Right there, in a nutshell, is the conundrum the IOC faces for both the Winter and Summer Games: Expensive, elaborate venues befitting world-class athletes specializing in obscure sports are useless once the world-class athletes depart.
I have been inside hundreds of stadiums on four continents, and Beijing’s Bird’s Nest, the main stage for the 2008 Summer Games, ranks No. 1. Beijing’s Water Cube, the aquatics center built a few blocks away, might rank as No. 2.
The Bird’s Nest costs $9 million a year to maintain for an occasional concert, or a soccer match watched by the few fans in Beijing who care about soccer. Granted, China is a bit peculiar — when table tennis is your national pastime, that qualifies as peculiar — but the public backlash about constructing event-specific venues for the Olympics is universal.
It’s why Boston, which had been regarded as the front-runner to host the first Summer Olympics on U.S. soil since the 1996 games in Atlanta, dropped out of consideration for 2024. The U.S. Olympic Committee is holding out hope that Los Angeles, San Francisco or Washington, D.C., will accept a torch that poses severe consequences for politicians bold enough to propose spending taxes on velodromes.
As for that absence of snow in the mountains outside Beijing, plans are in place to manufacture it with water obtained from reservoirs already depleted in China. Does this sound like a good idea?
If the Olympic Games are to survive — and right now, the emphasis is on the if — a better idea might be to designate permanent sites for summer and winter.

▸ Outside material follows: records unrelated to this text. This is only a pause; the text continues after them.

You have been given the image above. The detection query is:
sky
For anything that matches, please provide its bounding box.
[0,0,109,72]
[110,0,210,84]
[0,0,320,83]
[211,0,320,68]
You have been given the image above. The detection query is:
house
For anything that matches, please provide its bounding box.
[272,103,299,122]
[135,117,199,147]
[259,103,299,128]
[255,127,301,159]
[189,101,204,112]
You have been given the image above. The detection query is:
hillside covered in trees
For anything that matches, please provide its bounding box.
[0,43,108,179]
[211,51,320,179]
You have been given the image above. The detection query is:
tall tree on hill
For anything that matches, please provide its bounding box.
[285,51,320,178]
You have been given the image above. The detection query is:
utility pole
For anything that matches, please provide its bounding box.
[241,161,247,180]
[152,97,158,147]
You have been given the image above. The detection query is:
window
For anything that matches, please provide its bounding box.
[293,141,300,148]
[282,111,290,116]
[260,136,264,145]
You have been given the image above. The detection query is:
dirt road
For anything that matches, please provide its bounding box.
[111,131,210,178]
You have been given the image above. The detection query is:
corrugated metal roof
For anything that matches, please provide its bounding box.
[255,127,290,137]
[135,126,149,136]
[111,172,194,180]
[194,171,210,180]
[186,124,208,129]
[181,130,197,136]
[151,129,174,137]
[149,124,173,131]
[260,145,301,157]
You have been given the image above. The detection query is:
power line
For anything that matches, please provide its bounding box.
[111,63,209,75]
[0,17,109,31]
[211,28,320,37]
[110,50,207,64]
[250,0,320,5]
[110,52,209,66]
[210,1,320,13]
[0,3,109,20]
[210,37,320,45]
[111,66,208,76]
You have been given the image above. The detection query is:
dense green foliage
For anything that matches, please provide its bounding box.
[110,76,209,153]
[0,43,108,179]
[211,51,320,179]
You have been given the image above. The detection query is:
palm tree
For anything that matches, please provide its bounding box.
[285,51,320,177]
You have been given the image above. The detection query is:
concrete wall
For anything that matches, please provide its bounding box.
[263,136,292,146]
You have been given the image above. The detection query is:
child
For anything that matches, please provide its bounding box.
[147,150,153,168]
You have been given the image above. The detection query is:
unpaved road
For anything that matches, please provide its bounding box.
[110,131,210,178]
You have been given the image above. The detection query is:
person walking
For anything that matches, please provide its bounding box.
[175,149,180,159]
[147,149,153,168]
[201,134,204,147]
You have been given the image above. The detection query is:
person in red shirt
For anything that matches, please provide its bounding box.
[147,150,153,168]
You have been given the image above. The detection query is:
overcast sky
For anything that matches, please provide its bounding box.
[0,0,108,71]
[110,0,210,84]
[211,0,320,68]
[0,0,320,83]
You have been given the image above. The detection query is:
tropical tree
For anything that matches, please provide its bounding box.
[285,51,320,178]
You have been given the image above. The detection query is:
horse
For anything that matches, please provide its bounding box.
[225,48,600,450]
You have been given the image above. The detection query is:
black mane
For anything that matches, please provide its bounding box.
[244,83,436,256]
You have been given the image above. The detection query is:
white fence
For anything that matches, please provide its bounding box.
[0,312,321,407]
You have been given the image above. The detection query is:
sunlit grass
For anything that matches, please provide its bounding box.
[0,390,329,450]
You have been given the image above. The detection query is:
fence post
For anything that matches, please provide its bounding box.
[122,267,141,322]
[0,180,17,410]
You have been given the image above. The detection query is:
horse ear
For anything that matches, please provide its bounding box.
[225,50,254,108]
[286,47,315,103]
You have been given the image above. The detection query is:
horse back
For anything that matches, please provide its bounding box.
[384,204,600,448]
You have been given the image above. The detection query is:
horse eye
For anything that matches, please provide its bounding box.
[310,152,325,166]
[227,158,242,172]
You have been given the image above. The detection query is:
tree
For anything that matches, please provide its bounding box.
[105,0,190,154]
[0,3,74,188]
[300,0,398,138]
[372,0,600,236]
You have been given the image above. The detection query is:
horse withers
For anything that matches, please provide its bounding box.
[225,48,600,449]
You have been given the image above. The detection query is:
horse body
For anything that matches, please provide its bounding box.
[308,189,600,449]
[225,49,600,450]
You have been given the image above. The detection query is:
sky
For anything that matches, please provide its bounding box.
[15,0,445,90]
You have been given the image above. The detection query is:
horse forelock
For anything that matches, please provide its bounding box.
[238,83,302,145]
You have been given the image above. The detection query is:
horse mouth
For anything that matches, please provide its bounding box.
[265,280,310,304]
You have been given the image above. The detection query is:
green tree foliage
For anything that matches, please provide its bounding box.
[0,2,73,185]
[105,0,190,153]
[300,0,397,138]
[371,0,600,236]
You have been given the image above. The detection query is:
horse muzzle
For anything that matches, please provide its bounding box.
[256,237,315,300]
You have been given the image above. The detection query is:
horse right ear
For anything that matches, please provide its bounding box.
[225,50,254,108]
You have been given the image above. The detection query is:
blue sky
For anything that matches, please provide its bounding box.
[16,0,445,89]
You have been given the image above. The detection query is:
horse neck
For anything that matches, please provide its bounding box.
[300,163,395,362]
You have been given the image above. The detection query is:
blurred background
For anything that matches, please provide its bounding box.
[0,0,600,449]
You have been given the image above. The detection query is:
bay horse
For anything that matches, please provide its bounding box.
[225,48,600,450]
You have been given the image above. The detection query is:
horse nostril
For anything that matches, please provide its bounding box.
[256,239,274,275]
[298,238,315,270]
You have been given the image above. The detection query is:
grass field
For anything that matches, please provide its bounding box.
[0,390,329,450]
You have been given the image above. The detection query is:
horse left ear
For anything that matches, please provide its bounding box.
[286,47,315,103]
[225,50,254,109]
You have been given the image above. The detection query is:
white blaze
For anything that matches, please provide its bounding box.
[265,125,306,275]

It’s not a perfect solution, merely a compromise acknowledging that investing millions of dollars in a luge and bobsled course is stupid economics as long as the luge and bobsled course will be relevant for only a week or two.
Poland, Germany, Switzerland, Norway, Ukraine and Sweden haven’t always been the most amicable of neighbors, but when it comes to the 2022 Winter Olympics, the nations are united by the same conviction Boston displayed in renouncing the 2024 Summer Olympics.
Or as folks have been known to say in a rival city down the road: Fuhgeddaboudit.